И тут, водя тряпкой по грязному полу брадзонии, Максим вдруг понял. Огромная, тяжёлая волна накрыла его с головой, заставив прислониться к стене.
Он раскаивался.
Но не в том «сбыте», которого не было. Он каялся в другом.
ГЛАВА ЧЕТВЕРТАЯ
Он раскаивался в своей доверчивости. В той самой, детской, дурацкой вере, что все люди руководствуются такими же простыми понятиями, как он и его мать. Что если ты делаешь добро, то оно к тебе вернётся. Он презирал теперь того наивного дурака, который сел в машину к незнакомцу поздно вечером, потому что «мать просила» и «человеку надо». Он ненавидел его за эту слабость, за эту «душевность», которая оказалась просто глупостью, дыркой в броне, в которую так легко воткнули нож.
Он раскаивался в своей молчаливой гордыне. Да, он не признавал вины. Но разве не гордыней было верить, что его правда, его крик «я невиновен!» что-то изменит в этой гигантской, равнодушной машине? Он метался, как букашка в банке, и думал, что его буйство что-то значит. А оно не значило ровным счетом ничего. Он сжёг в этой бесплодной злости годы, которые мог бы потратить… на что? Он не знал. Но чувство, что он бился головой о стену не только из принципа, но и из глупого, юношеского максимализма, – теперь жгло его изнутри.
Самое же страшное раскаяние приходило ночами.

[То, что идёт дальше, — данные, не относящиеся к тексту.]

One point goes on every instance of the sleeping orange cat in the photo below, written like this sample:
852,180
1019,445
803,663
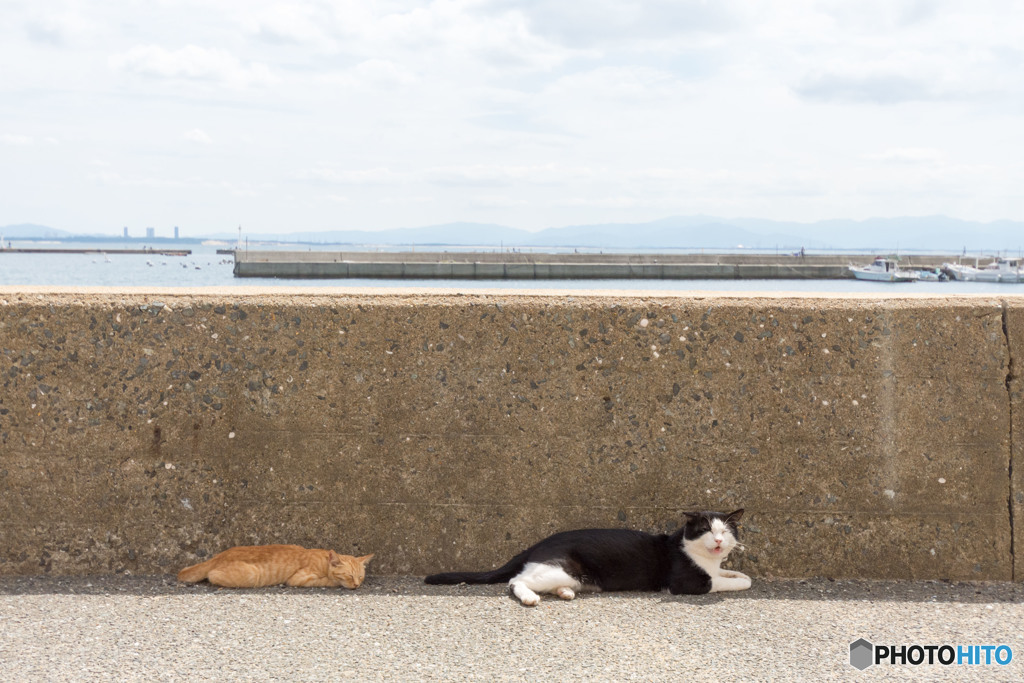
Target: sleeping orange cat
253,566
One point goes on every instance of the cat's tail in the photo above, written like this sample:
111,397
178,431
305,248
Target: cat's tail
196,572
502,573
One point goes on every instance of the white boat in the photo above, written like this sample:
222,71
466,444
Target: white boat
999,270
883,270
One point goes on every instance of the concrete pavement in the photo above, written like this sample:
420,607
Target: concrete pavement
151,628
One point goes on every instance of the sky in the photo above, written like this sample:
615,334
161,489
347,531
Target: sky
530,114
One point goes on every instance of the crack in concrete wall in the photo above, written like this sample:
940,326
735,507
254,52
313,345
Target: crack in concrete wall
1010,398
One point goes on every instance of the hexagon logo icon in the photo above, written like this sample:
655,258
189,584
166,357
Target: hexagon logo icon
861,654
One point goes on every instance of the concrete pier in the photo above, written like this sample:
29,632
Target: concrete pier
512,265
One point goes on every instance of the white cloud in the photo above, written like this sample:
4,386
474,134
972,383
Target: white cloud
373,176
59,29
907,156
15,140
487,175
192,63
197,135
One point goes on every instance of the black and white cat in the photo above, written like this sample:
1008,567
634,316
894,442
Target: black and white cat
607,559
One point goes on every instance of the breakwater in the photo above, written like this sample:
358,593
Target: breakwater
865,437
512,265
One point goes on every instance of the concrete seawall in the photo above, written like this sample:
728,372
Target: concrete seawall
865,437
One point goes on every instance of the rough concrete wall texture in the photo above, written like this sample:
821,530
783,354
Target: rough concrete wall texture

Оно было связано с Леной. С её голосом в телефонной трубке на последнем, очень коротком свидании: «Макс, держись. Мы ждём». Он каялся в том, что впустил её в эту свою катастрофу. Что связал свою жизнь с чистым, хрупким человеком, а потом приволок за собой в эту грязь, в этот позор. Что ее теперь называют «женой зэка». Что ее сын (не его, от первого брака, но он уже считал его своим) растёт с клеймом. Он украл у них нормальную жизнь. Своей глупостью. Своей неспособностью увидеть подвох. Он принёс в их дом не любовь и защиту, а тень тюремной решётки и шепотков соседей. Это раскаяние было самым горьким. Оно не давало спать. Он видел во сне её глаза – усталые, но твёрдые, – и просыпался с ощущением, что задохнулся.
Это раскаяние не принесло облегчения. Не было в нём катарсиса, как в плохих книгах. Не было чувства, что, приняв свою «вину» (пусть и совсем в другом), ты очистился. Нет. Это была тяжёлая, чёрная работа души. Как копать мерзлую землю голыми руками. Больно. Кровоточит. Но ты копаешь, потому что иначе – захлебнешься в самообмане.
Он не стал от этого «лучшим» зэком. Не стал смиренным. Ярость и обида никуда не делись. Они просто… отступили на второй план, уступив место этой новой, взрослой, невероятно тяжёлой боли – боли от осознания своих настоящих ошибок. Не тех, что ему вменили, а тех, что он совершил по-настоящему. По глупости. По наивности. По неумению жить в жестоком мире.